Voilà qui augure une vie de travail incessant. Et de fait, Polina est une danseuse acharnée qui n'hésite pas à sacrifier des heures de sommeil et les sorties entre amis pour être à la hauteur des exigences de son professeur. Leur relation est particulière. Ses camarades se moquent de cet homme taciturne et réprobateur. Polina se soumet à son autorité mais bientôt une sensation d'étouffement la pousse à s'émanciper et à chercher d'autres pistes de travail qui la mèneront dans un théâtre de Russie puis dans une troupe contemporaine. Mais l'ombre de Bojinski plane toujours sur elle et ce n'est que bien des années plus tard que Polina, devenue jeune femme, reconnaîtra tout ce qu'elle lui doit.

 

Nous allons suivre ici le parcours d'une jeune fille de ses 6 ans à sa vie de femme adulte : les 20 années d'une danseuse en devenir à son accomplissement, le parcours d'une jeune fille qui a choisi de consacrer sa vie à la danse. Un parcours pas forcément facile qui demande du travail et des convictions.

Et contrairement aux apparences, Polina n'est pas un album sur la danse. Ou du moins pas que. C'est surtout le récit d'initiation d'un être en devenir. Car Polina va grandir dans cet environnement bien particulier de l'art. Elle va se construire au sein des différentes écoles qu'elle va fréquenter. Elle va y connaître ses premières souffrances, ses premières déceptions, ses premières amours aussi et les chagrins qui vont avec. Mais celui qui lui donnera les plus de clés est le professeur Bojinski. Lui inculquant des valeurs, un esprit de dépassement de soi, le don de soi dans son propre art, l'importance de ses propres choix, ..., il lui donnera la véritable base de sa vie, de qu'elle va devenir par la suite.
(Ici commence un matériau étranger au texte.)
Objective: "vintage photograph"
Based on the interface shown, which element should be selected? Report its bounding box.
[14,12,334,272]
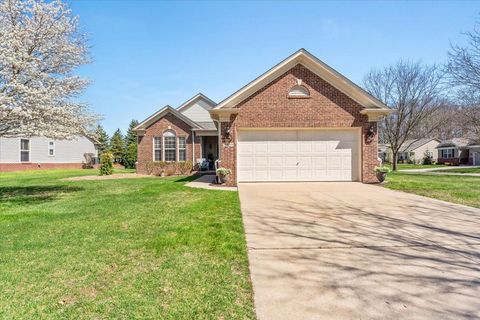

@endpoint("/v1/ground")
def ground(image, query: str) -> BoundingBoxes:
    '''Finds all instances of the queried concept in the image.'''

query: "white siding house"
[0,136,97,171]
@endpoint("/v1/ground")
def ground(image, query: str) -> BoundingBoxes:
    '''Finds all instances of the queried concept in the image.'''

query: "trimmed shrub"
[123,143,137,169]
[99,152,113,176]
[178,161,193,176]
[422,151,433,164]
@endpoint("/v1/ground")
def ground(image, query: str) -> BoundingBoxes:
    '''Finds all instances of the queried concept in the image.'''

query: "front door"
[202,136,218,170]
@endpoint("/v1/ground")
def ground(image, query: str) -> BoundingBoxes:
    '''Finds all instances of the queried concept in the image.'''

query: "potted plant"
[217,168,232,183]
[375,166,392,182]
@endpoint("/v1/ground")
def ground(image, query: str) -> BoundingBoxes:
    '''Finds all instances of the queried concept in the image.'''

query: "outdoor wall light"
[224,128,232,142]
[366,124,375,142]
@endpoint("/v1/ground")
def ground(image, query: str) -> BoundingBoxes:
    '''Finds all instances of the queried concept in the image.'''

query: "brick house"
[135,49,390,185]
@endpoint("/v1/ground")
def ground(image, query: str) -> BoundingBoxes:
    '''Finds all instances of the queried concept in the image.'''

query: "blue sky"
[70,0,480,134]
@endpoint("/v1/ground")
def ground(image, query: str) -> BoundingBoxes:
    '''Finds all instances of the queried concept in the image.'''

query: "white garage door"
[237,130,360,182]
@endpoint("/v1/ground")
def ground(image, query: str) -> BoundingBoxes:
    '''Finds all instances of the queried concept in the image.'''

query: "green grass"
[385,172,480,208]
[0,170,255,319]
[387,163,445,171]
[434,167,480,173]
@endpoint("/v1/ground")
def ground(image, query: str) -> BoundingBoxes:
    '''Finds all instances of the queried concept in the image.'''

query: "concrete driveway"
[239,183,480,320]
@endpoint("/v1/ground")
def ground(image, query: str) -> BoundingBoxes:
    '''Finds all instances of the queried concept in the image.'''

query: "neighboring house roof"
[437,138,472,149]
[378,143,390,152]
[211,49,391,114]
[133,105,202,132]
[398,138,440,152]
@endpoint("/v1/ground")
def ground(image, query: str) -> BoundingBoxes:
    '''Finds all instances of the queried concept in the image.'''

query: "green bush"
[422,151,433,164]
[375,166,392,173]
[99,151,113,176]
[178,161,193,176]
[217,168,232,176]
[123,143,137,169]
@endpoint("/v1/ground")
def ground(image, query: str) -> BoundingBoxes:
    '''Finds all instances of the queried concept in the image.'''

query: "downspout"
[212,119,222,160]
[192,129,195,164]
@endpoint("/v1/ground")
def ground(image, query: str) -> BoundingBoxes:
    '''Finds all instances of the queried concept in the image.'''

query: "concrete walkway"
[239,183,480,320]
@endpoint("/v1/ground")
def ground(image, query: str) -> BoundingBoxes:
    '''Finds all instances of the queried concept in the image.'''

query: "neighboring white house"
[398,138,440,163]
[0,136,97,171]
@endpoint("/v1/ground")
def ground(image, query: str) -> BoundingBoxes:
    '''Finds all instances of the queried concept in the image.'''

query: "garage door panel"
[237,129,360,182]
[297,156,313,168]
[283,156,298,167]
[312,141,327,153]
[269,168,283,181]
[283,141,298,154]
[253,156,268,168]
[313,156,327,168]
[268,155,283,167]
[253,142,268,154]
[268,141,283,154]
[283,167,298,181]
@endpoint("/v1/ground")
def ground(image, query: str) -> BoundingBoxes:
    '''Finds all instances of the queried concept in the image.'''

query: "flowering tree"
[0,0,97,138]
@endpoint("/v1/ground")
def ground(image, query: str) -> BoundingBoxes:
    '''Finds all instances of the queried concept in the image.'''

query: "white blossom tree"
[0,0,97,139]
[363,61,445,170]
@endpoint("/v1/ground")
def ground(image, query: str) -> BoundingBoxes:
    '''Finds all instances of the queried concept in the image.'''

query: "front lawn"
[434,167,480,173]
[386,163,445,171]
[0,170,255,319]
[385,171,480,208]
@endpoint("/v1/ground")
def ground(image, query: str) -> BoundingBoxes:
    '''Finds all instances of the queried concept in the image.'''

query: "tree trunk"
[392,152,397,171]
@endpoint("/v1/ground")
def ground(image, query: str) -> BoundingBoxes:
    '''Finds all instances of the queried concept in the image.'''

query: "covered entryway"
[237,128,360,182]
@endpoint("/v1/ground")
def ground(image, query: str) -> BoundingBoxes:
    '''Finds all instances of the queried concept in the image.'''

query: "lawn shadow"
[0,185,83,204]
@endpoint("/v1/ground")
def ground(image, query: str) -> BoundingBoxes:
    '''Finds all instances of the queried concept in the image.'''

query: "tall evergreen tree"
[125,119,139,147]
[123,120,139,168]
[110,129,125,163]
[95,125,110,157]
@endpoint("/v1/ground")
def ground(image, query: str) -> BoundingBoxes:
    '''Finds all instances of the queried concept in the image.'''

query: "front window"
[163,130,177,161]
[20,139,30,162]
[178,137,187,161]
[153,137,162,161]
[48,141,55,157]
[440,149,455,159]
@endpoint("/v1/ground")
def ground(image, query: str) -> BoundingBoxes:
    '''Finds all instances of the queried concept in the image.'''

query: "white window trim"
[162,137,178,162]
[18,138,32,163]
[439,147,455,159]
[177,136,187,162]
[47,141,56,157]
[152,136,165,162]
Bastien Vivès réussit ici à tracer le portrait de toute une vie (ou presque). On suit parfaitement la progression de Polina dans son travail de danseuse, dans sa vie personnelle. On découvre ses abattements, ses joies, la difficulté de prendre certains choix qui vont bouleverser votre vie. On observe la manière dont petit à petit la jeune fille s'affirme et tatonne pour trouver sa place. Les ellipses narratives se font de manière tout à fait naturelle et les tranches de vie de Polina se succèdent avec bonheur. 

Tout est très finement abordé sans lourdeur et la fin éclaire avec douceur et émotion tout le parcours de la jeune fille qui s'est enfin réalisée. Une reconnaissance tardive mais nécessaire à celui qui a fait ce qu'elle est.

 

Bastien Vivès a construit cet imposant album dans une palette de noir, blanc et gris. Le trait est épais mais est fait de légereté. Les décors sont souvent succincts et toute l'importance est donné aux personnages, à leur corps et à leur mouvement. Leur mise en scène est sobre et fluide. Le geste est plus important que le réalisme du corps dessiné. Bref, le style est très esthétique et m'a parfois un peu gêné dans certaines représentations du corps inachevées ou déformées. La tache noire qui fait office de nez chez Polina m'a sensiblement agacée par exemple.

Le récit qui se fait finalement très psychologique m'a un peu semblé adouci par rapport à la réalité d'une vraie danseuse. Même si blessures, manque de sommeil, rivalités sont évoqués, je les ai trouvés un peu amoindris et la vie de Polina ne m'a pas semblé aussi "difficile" si je puis dire que ce à quoi je m'attendais. L'absence de la famille m'a églement marqué. Même si le sujet était plutôt la relation de Polina avec son mentor, il m'a semblé étonnant que la famille n'est pas une place plus importante dans la construction personnelle de la jeune fille.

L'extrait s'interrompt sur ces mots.